Help is on the way

I have always loved Psalm 121 (text below). It’s one of the Psalms of Ascent, which pilgrims to Jerusalem would sing as they walked toward the celebration of one of the three annual feasts. The opening phrase—“I lift up my eyes to the hills”—is so simple and evocative. It reminds us of those moments of quiet awe when we’re out in creation and can rest our eyes on distant hills or mountains.
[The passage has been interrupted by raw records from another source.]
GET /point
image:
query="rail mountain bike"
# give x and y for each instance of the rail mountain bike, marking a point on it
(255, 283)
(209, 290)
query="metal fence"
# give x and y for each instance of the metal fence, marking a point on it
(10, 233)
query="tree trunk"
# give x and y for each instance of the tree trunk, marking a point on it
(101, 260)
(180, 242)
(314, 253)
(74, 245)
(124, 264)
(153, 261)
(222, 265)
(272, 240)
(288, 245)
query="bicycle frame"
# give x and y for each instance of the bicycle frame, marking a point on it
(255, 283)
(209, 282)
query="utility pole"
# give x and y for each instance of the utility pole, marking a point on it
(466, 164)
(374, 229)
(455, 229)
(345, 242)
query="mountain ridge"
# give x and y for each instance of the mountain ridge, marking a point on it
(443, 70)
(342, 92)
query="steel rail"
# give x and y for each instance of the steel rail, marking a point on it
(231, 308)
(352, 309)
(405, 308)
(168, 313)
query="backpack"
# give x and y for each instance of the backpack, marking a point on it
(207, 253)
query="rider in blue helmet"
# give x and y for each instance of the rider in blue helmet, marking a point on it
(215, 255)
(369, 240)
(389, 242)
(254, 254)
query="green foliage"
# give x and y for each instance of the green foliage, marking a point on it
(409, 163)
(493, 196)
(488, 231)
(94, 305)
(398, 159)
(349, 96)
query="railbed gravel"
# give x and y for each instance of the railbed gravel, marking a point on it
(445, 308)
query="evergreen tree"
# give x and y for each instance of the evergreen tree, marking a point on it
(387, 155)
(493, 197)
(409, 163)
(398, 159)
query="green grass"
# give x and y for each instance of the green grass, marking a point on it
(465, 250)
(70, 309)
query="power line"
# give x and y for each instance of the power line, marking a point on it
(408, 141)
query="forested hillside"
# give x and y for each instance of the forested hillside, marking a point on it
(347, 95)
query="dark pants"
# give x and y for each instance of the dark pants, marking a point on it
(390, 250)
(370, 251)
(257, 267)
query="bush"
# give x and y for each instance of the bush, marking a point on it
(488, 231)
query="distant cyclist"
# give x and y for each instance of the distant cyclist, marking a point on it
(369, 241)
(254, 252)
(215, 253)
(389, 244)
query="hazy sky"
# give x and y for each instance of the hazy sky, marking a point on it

I lift up my eyes to the hills—
    from where will my help come?
My help comes from the Lord,
    who made heaven and earth.

[Our Creator] will not let your foot be moved;
    the One who keeps you will not slumber.
The One who keeps Israel
    will neither slumber nor sleep.

The Lord is your keeper;
    the Lord is your shade at your right hand.
The sun shall not strike you by day
    nor the moon by night.

The Lord will keep you from all evil;
    the Lord will keep your life.
The Lord will keep
    your going out and your coming in
    from this time on and forevermore.

Psalm 121 (NRSVUE)

            However, recently I’ve gotten a different vibe from this psalm. Creating an illustration to be included in The Peace Table Bible storybook brought this to the fore. Of course before beginning my image, I read the psalm again and meditated on its narrative. Why is the psalmist (or singer) lifting their eyes? It doesn’t seem to be for refreshment or awe. The speaker/singer needs help. And it’s not that a rescuing army is about to sweep over the crest of the hills! It’s God who will be the source of help.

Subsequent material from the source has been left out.